Heralded by many as the new king of real-time strategy, the sheer scale of warfare in this game can take a serious toll on your system. Adding "/perf" to the command line of a desktop shortcut will run an automated performance test, simulating a match between several computer opponents. It consists of a series of scripted events, such as a large-scale naval battle, some ground skirmishes, and a whole lot of nuclear missiles decimating everything. Performance is monitored throughout and a detailed results log and composite score is provided. Overclocking afforded substantial improvements across the board, reinforcing Supreme Commander's reputation as a very CPU-intensive game. For a comparison between the low, medium, and high graphics presets, see Figure 2.
Company of Heroes
One of my personal favorites, Company of Heroes is another classic RTS from Relic. In the video settings tab of the options, there is a performance test that renders an in-engine cinematic using the options you have selected. Since there are no presets aside from the auto-configuration feature, I tested using the lowest- and highest-possible settings. Well, highest settings except for the elusive "DX10" shader option. Grayed out and unable to be selected, it taunts me... but I digress. See Figure 3 for minimum, average, and maximum frame rate results. Judging by the difference in the impact of extra CPU horsepower between low and high settings, I think it is safe to say that CoH is fairly GPU-dependent.
Though it no longer brings even the best gaming rigs to a grinding halt with its dynamic lighting and soft shadows, this eerie FPS still aims to please your visual palate. Like CoH, it provides a performance test in the graphics options menu to allow you to preview the impact your selections will make. Each of the five fidelity presets made trial runs through the flyby over firefight, fancy water effects, and explosion. See the average reported frame rates in Figure 4. Some sort of anomaly occurs when running the "minimum" option: the performance is actually worse than "low," the next higher preset! Upon further investigation, I determined that DirectX 8 shaders were the culprit. I am not quite sure exactly why this is; perhaps it would make an interesting subject for another time.
Tasks like file compression are where a Core 2 Duo chip really shines. Raw computing power is the name of this game, and the E6600 does not disappoint. The time taken to compress several image files using the "normal" and "best" settings was recorded. See Figure 5. As expected, increased CPU throughput was very beneficial. While a difference of a few seconds doesn't seem like much, it is actually a %10 decrease. So, if you needed to compress much more data, say a few gigabytes, the slight overclock could save you several minutes.
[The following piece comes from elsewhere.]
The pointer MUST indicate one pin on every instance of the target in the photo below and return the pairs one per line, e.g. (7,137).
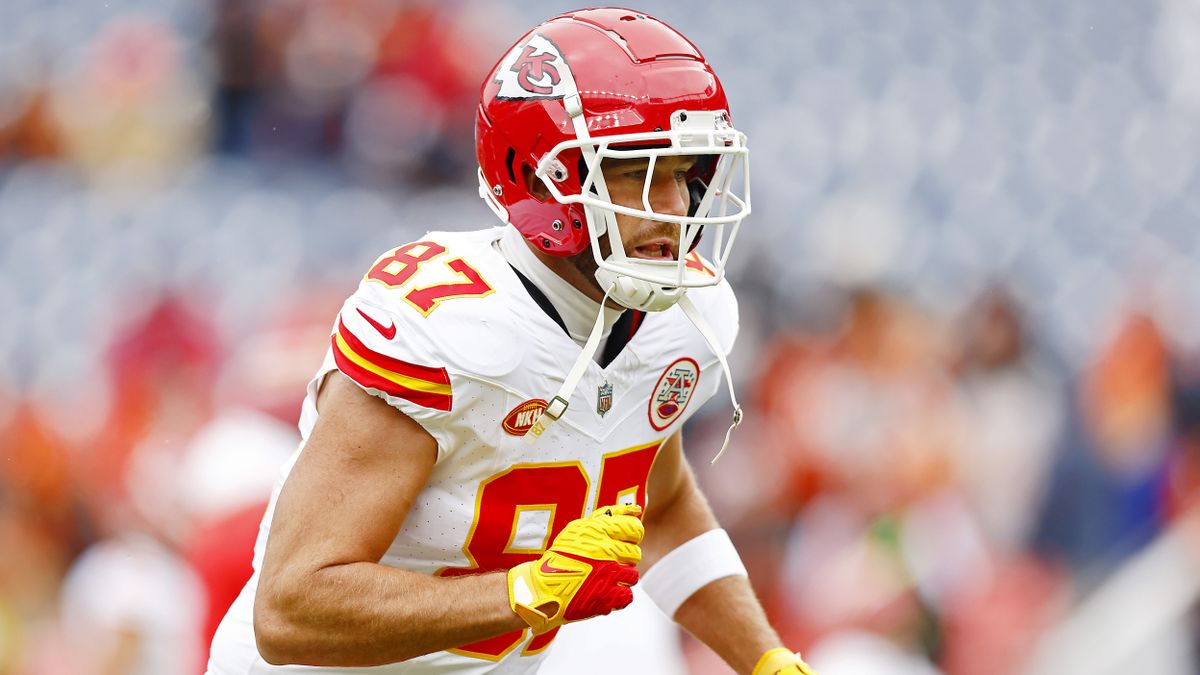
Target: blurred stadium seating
(969,293)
A single WAV file of about 100MB in size was encoded using various bit-rates. The recorded times are displayed in Figure 5. A consistent reduction of about %20 is brought about by the overclock.
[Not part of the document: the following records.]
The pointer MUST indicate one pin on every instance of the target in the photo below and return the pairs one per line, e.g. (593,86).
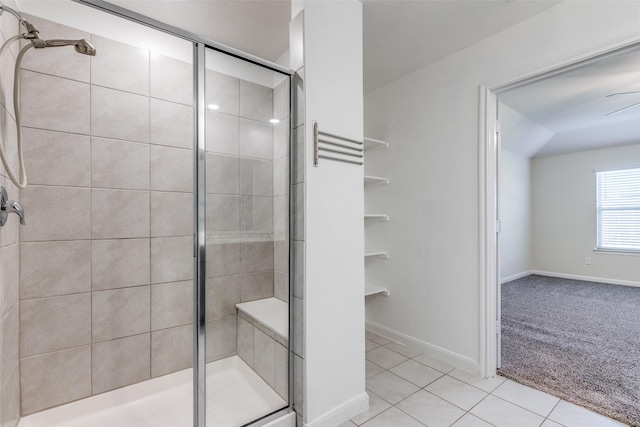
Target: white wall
(564,215)
(334,295)
(432,119)
(515,214)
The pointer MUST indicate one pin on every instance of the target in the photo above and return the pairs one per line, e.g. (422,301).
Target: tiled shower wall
(9,241)
(106,258)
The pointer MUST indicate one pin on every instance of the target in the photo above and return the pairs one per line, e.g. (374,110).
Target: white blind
(618,194)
A single 1.63GB AVI file, recorded with FRAPS, was encoded using the Home Theatre profile with a bit-rate of 780Kbps. See Figure 6 for the results.
Though it may be the simplest of all widely-used CPU benchmarks, SuperPi is popular among the overclocker enthusiast crowd. The best of the best wear the ability to calculate pi to a million decimal places in less than ten seconds like a badge of honor. SuperPi Mod is a specially modified version that includes higher precision in the timer results, cheat-protection, checksum support, and bug fixes. I compared the results of calculations to one million, two million, and four million decimal places. See Figure 6.
• unprecedented performance
• low power consumption and heat output
• great bang for your buck
• insane overclocking ability
» The Verdict: 97%
Intel has certainly delivered an outstanding performer in the E6600. It's about time, too. My career as a system builder, though admittedly short, has seen nothing but AMD dominance in the mainstream market until Core 2 Duo convinced me to make the switch. I can tell you from plenty of personal experience that each of the games I tested runs extraordinarily well, on the highest settings, with the E6600.
In addition, Core 2 Duo chips consume less power than their Pentium 4 and Athlon X2 counterparts. Though not necessarily a major consideration when deciding on a processor, it can make a difference where it counts: your wallet. Saving a few bucks a month by choosing a C2D over a P4 may not sound like much, but for a large office or school, that can add up quick. Not to mention, less power consumed means less heat is created, resulting in lower overall cooling requirements for your system.
Though the E6600 defaults to a clock rate of 2.4GHz, I've been running it overclocked to 3GHz on the stock heat sink and fan for the past few months. Since the final clock speed is the multiplier - 9 on the E6600 - times the front side bus speed, increasing the FSB from 266 to 333MHz accomplishes this. I didn't need to increase the voltage for this relatively mild overclock, so the extra heat output isn't much. I could easily drop $40 on a decent aftermarket cooling solution, but it simply is not required. This ultimately equates to a free increase in CPU speed with little to no consequence. Essentially, since the only difference between the E6600 and E6700 or even the X6800 is a few hundred megahertz, you can save yourself hundreds of dollars and enjoy the same or better performance! This, combined with the fact that the E6600 is currently the cheapest way to get that 4MB of L2 cache, is very strong evidence of its position as the sweet spot of price-to-performance ratio.
The only apparent downside to the Core 2 Duo E6600 is the price tag. $300 may be just out of reach for those concerned with keeping a budget. However, no matter which model of C2D you choose, your satisfaction is guaranteed. Sub-$200 solutions are available now in the form of the E6300 and E4300, but keep an eye out for future revisions at a similar price point.